诗和远方的聚会 - 在追逐远方的路上,我们以诗为灯,重逢于星辰之下。 - 农学电影网

诗和远方的聚会

在追逐远方的路上,我们以诗为灯,重逢于星辰之下。

影片内容

凌晨四点,青海湖边的小木屋还浸在黑暗里。老陈把最后一块柴塞进炉膛,火苗“呼”地窜起,映亮墙上斑驳的诗歌手稿——那是二十年前我们在拉萨_decode_青年旅舍的墙纸上撕下的。门外传来越野车的引擎声,七个人,七种方言,却都提着同一个词:聚会。 老陈是诗人,也是这次聚会的发起者。十年前他卖掉深圳的房产,在青海湖边租下这座废弃的护林站,说要“离星星更近些”。有人笑他疯了,直到去年冬天,他在暴雪中救下一对迷路的摄影夫妻,三人围着火炉读《飞鸟集》直到天亮。消息像野火般烧遍那些曾深夜在网络上交换诗句的ID:在敦煌修复壁画的林工、在喀纳斯养马的蒙古族姑娘、在鼓浪屿开书店的盲人青年……我们忽然明白,所谓“诗和远方”,从来不是地理坐标,而是灵魂在茫茫人海中认出同类的震颤。 聚会没有议程。
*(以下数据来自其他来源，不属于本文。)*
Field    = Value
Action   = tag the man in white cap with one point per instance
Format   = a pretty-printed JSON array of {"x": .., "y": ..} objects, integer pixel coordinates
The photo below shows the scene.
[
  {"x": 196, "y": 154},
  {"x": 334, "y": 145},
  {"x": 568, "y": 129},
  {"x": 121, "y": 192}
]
白天,我们沉默地帮老陈修补漏雪的屋顶,手指冻得发紫时,蒙古族姑娘卓玛突然用蒙语哼起长调,那调子像鹰在罡风里盘旋。晚上,煤油灯把影子投在湖面上,盲人青年阿哲摸出 Braille 点字板,指尖划过凸起的圆点:“我‘看’到你们每个人的光——老陈是松明,林工是青金石,摄影夫妻是两盏移动的碘钨灯。”我们愣住,原来看不见的人,反而最先看见光的形状。 第三天黄昏,我们决定去湖边写诗。不是用笔,是用身体。老陈脱掉棉袄站进刺骨的湖水,背诵惠特曼:“我辽阔广大,我包罗万象……” 林工把捡到的玛瑙石摆成星座图,卓玛的舞蹈惊起飞鸟,摄影夫妻的镜头对准颤抖的湖面——快门声成了最顿挫的诗行。那一刻没有“远方”,因为脚下的土地正在发烫;也没有“诗”,因为呼吸与浪涛同频本身就是韵脚。 离开那天,老陈送我们每人一块湖边捡的石头。我的那块有天然的水纹,像被泪水冲刷过的信笺。车开出三十公里,后视镜里木屋已缩成黑点,突然想起阿哲的话:“你们以为在寻找诗?不,诗一直在捡拾你们——那些在格子间里熄灭的火种,在房贷合同里蜷缩的翅膀,它把它们从风里打捞起来,晒成盐,存进青海湖底。” 如今我的办公桌上摆着那块石头。每当加班到深夜,指尖触到冰凉的纹路,仿佛又听见湖水拍岸,看见七个“迷途者”如何把自己站成篝火,照亮彼此,也照亮“远方”这个虚词最坚实的注脚:它不在行程单上,而在我们敢于为一次真正的相遇,冻伤手指的刹那。